The contest for the post of the AU commission chairperson pits incumbent Jean Ping of Gabon against South Africa’s Nkosazana Dlamini Zuma.
Gabon sent Budget Minister Emmanuel Issoze Ngendet to Harare to lobby for Ping, but President Robert Mugabe's ZANU-PF party has accused Gabon of being sympathetic to the Movement for Democratic Change of Prime Minister Morgan Tsvangirai.
Issoze Ngendet was send by Gabonese President Ali Bongo ahead of the African Union summit to be hosted by Ethiopia next week. The AU summit opens Monday with ministerial meetings. Heads of state gather on January 29 and 30.
ZANU-PF also said it was not amused that the envoy after meeting with Acting President John Nkomo also met with Mr. Tsvangirai.

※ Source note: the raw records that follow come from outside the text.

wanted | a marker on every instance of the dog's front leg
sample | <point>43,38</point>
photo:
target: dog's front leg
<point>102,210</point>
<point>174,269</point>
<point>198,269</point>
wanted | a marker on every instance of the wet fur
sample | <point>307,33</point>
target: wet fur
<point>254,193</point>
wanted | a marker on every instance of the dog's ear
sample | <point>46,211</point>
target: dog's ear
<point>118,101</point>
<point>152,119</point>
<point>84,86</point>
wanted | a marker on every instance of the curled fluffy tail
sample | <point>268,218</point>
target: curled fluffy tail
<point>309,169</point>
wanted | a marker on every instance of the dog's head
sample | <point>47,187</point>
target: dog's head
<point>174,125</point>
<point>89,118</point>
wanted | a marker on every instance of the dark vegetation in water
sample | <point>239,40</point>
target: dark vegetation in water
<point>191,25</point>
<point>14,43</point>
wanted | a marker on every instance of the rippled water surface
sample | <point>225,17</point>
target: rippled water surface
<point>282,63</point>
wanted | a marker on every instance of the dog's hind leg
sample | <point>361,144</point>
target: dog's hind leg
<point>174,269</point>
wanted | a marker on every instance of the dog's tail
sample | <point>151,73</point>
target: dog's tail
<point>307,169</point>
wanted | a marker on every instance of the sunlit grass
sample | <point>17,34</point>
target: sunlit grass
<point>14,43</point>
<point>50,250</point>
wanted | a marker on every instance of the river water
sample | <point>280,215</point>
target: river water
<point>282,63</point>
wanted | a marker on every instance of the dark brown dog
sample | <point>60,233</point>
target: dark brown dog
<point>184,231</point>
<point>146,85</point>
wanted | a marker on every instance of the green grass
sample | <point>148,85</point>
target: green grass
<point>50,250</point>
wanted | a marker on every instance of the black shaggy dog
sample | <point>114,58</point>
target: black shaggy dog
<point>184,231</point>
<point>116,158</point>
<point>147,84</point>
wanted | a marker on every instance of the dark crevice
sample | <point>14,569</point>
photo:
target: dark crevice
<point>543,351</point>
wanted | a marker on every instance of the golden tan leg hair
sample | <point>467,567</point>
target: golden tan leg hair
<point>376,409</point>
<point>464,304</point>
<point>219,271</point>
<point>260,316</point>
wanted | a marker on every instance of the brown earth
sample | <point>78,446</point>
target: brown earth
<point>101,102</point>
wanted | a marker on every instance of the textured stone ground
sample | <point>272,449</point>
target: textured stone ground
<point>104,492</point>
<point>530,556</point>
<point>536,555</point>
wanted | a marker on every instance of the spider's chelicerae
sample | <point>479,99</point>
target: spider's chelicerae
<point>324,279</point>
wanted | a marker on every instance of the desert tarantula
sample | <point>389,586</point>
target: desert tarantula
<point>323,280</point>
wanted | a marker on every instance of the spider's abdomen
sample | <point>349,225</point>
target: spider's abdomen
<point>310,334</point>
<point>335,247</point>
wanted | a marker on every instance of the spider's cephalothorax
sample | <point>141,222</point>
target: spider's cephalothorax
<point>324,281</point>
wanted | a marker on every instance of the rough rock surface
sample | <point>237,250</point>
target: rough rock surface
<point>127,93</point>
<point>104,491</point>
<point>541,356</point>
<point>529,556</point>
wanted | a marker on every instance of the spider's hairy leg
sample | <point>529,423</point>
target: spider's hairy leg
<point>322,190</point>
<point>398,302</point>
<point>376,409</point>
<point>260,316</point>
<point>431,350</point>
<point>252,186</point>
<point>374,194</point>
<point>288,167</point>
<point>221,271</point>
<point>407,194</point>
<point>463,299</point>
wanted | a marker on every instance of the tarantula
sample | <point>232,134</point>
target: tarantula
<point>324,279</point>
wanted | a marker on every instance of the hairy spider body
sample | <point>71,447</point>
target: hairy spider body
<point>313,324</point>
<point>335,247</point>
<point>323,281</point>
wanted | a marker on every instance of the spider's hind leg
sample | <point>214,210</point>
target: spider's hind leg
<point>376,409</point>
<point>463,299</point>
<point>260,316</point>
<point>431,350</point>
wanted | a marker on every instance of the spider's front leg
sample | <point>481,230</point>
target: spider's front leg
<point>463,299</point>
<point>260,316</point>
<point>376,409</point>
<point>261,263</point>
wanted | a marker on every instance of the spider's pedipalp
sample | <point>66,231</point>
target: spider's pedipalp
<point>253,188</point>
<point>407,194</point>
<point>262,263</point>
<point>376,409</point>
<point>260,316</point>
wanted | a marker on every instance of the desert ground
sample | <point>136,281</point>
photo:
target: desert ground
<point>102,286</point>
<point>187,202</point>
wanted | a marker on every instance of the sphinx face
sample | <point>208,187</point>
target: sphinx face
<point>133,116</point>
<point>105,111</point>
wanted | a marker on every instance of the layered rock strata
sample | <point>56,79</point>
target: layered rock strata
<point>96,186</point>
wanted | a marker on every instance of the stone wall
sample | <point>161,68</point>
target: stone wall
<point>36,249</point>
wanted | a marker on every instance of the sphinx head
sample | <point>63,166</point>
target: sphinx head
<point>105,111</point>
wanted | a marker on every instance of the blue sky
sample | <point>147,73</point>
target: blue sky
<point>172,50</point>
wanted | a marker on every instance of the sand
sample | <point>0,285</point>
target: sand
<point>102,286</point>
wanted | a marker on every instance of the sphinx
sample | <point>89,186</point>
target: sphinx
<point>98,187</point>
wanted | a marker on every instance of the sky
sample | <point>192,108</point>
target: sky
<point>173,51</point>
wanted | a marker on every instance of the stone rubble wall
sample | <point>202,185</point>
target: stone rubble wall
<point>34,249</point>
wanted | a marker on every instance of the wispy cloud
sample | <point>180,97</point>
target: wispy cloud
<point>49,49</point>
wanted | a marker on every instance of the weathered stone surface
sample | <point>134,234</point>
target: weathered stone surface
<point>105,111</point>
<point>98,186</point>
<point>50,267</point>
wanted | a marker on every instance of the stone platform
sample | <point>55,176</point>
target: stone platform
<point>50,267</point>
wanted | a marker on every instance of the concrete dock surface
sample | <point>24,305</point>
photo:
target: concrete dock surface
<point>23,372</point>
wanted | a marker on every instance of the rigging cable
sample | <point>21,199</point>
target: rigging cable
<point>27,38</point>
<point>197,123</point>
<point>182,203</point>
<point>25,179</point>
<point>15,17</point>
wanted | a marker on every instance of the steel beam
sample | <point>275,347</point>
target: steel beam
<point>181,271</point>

Issoze Ngendet met Mr Tsvangirai in the company of Gabonese Ambassador Jean Yves Teale at the prime minister’s Strathaven residence on Tuesday. The envoy even praised Mr Tsvangirai, saying he is “a key person in the transition process in Zimbabwe.”
He added: "Zimbabwe is in an interesting period of political reform and transition. We want this country’s leaders to show the best commitment and stability,”
Tsvangirai spokesman Luke Tamborinyoka said the envoy had brought a confidential message from Mr. Bongo to Mr. Tsvangirai.
The Zimbabwe Broadcasting Corporation, which tends to favor ZANU-PF in its coverage, took a swipe at Gabon accusing it of being a French conduit to transfer funds to the MDC in violation of Zimbabwean law.
VOA could not reach Foreign Minister Simbarashe Mumbengegwi for a comment.
MDC International Relations Secretary Jameson Timba called ZBC a ZANU-PF propaganda machine.
London-based international affairs expert Clifford Mashiri said ZANU-PF's attack on Gabon was unwarranted.